Em “The privatisation of cities’ public spaces is escalating. It is time to take a stand” [6], Bradley Garrett explica em detalhes como essa lógica de reprodução da cidade — sob o conceito de POPS, também chamados de pseudo-public spaces — tem limitado direitos e liberdades no uso do espaço público. As empresas, gestoras dessas áreas, têm o direito contratual de prescrever como o espaço pode ser utilizado, proibindo diversas atividades que seriam corriqueiras em espaços públicos do mundo todo, como apresentações musicais, pregações ou discursos, ou mesmo protestos e manifestações políticas (como é o caso da área onde está localizada a própria prefeitura de Londres, administrada pelo consórcio More London). A quantidade de áreas totalmente públicas na cidade tem sido reduzida a um mínimo de difícil identificação [7]. Nesses espaços “privatizados” é o gestor privado, e não o poder público, que define o perfil de consumo e uso esperado para as áreas sob contrato. O espaço público passa a ser caracterizado, assim, pelo uso ostensivo de segurança e vigilância privada e pelo emprego formal de tipos de design hostis a presença de atividades e grupos considerados indesejáveis.

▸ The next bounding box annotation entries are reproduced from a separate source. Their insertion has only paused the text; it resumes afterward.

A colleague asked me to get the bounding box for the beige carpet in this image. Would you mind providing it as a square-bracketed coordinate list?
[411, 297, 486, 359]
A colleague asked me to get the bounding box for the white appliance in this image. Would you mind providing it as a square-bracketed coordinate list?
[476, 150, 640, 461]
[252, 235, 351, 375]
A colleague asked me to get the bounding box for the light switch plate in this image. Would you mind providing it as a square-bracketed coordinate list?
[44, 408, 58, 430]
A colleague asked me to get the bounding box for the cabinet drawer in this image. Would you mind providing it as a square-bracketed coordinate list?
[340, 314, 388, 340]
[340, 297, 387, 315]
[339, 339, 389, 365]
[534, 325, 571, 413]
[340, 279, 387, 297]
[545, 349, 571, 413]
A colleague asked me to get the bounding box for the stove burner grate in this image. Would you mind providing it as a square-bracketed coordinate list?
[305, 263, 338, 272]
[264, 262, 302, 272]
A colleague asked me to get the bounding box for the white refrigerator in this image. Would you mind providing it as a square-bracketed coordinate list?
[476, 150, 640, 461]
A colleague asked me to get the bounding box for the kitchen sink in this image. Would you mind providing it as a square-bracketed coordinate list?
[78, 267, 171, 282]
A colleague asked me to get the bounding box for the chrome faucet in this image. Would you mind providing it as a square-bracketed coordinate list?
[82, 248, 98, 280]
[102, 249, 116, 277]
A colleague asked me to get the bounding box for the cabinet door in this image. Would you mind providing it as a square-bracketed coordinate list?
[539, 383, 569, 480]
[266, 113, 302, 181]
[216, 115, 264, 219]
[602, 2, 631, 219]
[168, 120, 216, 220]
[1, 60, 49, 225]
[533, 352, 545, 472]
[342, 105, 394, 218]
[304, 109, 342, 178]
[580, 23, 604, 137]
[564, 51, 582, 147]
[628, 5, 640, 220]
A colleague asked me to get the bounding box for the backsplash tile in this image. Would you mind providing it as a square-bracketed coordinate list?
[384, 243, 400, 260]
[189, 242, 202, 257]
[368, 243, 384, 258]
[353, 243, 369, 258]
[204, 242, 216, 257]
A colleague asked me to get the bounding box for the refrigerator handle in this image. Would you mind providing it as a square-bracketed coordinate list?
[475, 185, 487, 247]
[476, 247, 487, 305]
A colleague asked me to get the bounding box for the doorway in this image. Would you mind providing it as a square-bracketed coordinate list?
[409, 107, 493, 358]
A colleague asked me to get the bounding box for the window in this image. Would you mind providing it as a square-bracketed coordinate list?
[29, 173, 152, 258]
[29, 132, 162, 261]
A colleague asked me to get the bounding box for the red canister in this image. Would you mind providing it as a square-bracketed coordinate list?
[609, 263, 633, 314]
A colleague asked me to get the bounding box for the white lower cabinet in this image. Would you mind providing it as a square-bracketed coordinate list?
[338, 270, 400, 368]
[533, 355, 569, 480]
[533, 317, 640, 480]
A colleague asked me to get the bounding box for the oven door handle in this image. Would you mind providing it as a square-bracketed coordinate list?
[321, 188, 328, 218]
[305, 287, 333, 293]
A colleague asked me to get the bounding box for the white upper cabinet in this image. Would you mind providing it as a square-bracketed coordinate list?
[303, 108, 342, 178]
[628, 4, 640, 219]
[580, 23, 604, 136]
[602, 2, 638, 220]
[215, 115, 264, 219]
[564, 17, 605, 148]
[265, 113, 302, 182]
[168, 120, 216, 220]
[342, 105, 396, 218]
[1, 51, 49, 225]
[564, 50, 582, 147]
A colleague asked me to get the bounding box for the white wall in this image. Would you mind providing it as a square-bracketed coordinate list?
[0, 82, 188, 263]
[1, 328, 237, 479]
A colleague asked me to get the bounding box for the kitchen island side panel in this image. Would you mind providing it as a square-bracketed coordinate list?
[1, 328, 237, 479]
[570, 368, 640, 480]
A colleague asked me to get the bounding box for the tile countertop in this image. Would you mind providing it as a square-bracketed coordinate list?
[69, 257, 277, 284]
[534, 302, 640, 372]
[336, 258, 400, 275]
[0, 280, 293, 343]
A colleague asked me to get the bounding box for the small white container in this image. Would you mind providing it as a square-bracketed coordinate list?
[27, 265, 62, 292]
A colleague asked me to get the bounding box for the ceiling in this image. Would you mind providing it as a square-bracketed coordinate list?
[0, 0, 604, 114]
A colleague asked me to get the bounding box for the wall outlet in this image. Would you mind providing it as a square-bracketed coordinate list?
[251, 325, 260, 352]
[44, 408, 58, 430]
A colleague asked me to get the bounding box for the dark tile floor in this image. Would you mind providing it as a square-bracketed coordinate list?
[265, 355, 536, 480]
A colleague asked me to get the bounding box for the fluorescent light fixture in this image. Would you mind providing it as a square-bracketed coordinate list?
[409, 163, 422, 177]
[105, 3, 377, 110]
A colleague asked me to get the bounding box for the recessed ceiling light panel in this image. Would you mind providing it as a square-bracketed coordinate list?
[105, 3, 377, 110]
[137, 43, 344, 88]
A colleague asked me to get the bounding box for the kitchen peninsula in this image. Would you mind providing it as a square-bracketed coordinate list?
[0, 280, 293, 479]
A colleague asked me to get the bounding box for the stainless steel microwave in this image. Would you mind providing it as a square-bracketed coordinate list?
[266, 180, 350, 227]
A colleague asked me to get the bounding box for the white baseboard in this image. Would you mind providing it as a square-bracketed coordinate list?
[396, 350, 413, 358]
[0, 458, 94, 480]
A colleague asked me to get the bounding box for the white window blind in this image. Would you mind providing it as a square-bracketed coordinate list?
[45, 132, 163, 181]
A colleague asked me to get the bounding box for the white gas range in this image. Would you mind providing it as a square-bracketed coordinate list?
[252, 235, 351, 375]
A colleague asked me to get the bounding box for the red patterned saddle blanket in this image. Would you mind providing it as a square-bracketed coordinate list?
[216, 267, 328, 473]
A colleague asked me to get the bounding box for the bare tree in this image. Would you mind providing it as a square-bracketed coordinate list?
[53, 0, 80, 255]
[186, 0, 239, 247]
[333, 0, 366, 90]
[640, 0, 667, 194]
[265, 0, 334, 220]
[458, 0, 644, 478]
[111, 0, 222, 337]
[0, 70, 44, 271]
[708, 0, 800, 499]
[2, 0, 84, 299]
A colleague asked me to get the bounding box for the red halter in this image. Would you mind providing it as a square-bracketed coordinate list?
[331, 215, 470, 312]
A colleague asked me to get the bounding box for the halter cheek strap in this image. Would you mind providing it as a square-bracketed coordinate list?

Área gerida pelo consórcio More London. Foto: Mace Group.

No Brasil, esse modelo chega com adaptações, sem grandes oposições críticas em destaque na grande mídia (com exceção dos acadêmicos e ativistas que sempre alertaram para as disputas presentes na reprodução do espaço urbano), recebidos de braços abertos por gestores públicos e legisladores, e não raramente alardeados como soluções técnicas para a gestão sustentável, inteligente e eficaz das cidades, para usar os temos da moda. O Labcidade, grupo de pesquisas sob coordenação de Raquel Rolnik (pesquisadora da FAU/USP), assim como o coletivo BrCidades, sob coorde- nação nacional de Ermínia Maricato (pesquisadora aposentada da FAU/USP), têm produzido extenso material que busca compreender e alertar para os riscos da neoliberalização urbana e dos grandes projetos de financeirização das cidades, o que Rolnik chama em seu livro mais recente de “guerra dos lugares”. Esses grupos têm destacado inúmeros exemplos brasileiros de projetos de intervenção urbana que seguem a lógica neoliberal de renovação urbana pela separação, expulsão e apagamento.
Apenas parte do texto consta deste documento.